Despite the weak hiring, wage growth remained robust. Average hourly earnings rose 0.4% from January and 3.8% from a year earlier, beating economists' expectations of a 3.7% annual increase. Employees on private nonfarm payrolls saw their average hourly earnings rise by 15 cents to $37.32 an hour. The average workweek was unchanged at 34.3 hours, while manufacturing sector workweeks declined slightly by 0.1 hour to 40.1 hours, with overtime steady at three hours [2]. Wage gains outpaced inflation, with the consumer price index (CPI) up 2.4% year-over-year in January and trending down from 2.7% in December. The Fed's preferred inflation gauge, the personal consumption expenditures (PCE) index, rose to 2.9% annually in December, and core PCE was up 3% [2].

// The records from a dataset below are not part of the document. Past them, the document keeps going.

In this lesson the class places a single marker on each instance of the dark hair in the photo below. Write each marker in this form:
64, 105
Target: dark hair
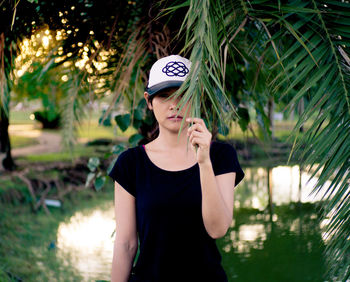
150, 131
154, 132
150, 128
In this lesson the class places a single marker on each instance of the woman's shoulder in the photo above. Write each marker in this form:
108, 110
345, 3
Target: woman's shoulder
219, 145
129, 154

The economic outlook is clouded by the ongoing war with Iran, which has caused oil prices to surge and increased costs for businesses and consumers. This combination of weak hiring and rising inflation presents a dilemma for the Federal Reserve, which must decide whether to cut interest rates to support the job market or hold rates steady to contain inflation. Eugenio Aleman, chief economist at Raymond James, described this as "probably the worst scenario for monetary policy" [1].

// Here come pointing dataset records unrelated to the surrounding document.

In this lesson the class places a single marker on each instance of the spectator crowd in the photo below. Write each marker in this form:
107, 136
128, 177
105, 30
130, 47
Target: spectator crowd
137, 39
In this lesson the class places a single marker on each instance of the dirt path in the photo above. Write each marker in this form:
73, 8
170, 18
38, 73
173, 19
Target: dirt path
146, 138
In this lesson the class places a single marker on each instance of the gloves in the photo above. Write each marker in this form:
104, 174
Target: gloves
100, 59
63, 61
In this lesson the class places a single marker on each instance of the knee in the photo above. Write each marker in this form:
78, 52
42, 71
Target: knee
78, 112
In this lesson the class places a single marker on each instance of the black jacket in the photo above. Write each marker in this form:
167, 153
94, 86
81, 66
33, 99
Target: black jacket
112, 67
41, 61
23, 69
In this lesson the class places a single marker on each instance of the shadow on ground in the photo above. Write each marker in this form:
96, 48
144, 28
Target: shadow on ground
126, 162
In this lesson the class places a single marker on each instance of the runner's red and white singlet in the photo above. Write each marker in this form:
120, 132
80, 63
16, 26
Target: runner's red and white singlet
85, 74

Analysts expressed concern about the labor market's trajectory. Heather Long, chief economist at Navy Federal Credit Union, noted that companies are likely to be more reluctant to hire until the war ends and consumer spending stabilizes. Olu Sonola, head of U.S. economics at Fitch Ratings, called the report "bad news whichever way you look at it." Lawrence Yun, chief economist at the National Association of Realtors, attributed the low unemployment rate to the southern border shutdown and highlighted healthy wage growth. Andy Bregenzer of TD commented that the slowdown in February hiring was disappointing, especially for small businesses [1][2].
CONCLUSION
The February jobs report signals a weakening U.S. labor market, with unexpected job losses and a rising unemployment rate, despite continued wage growth outpacing inflation. The combination of weak hiring and persistent inflation creates significant uncertainty for monetary policy and the broader economy. Analysts warn that hiring may remain subdued until geopolitical tensions ease and consumer spending stabilizes.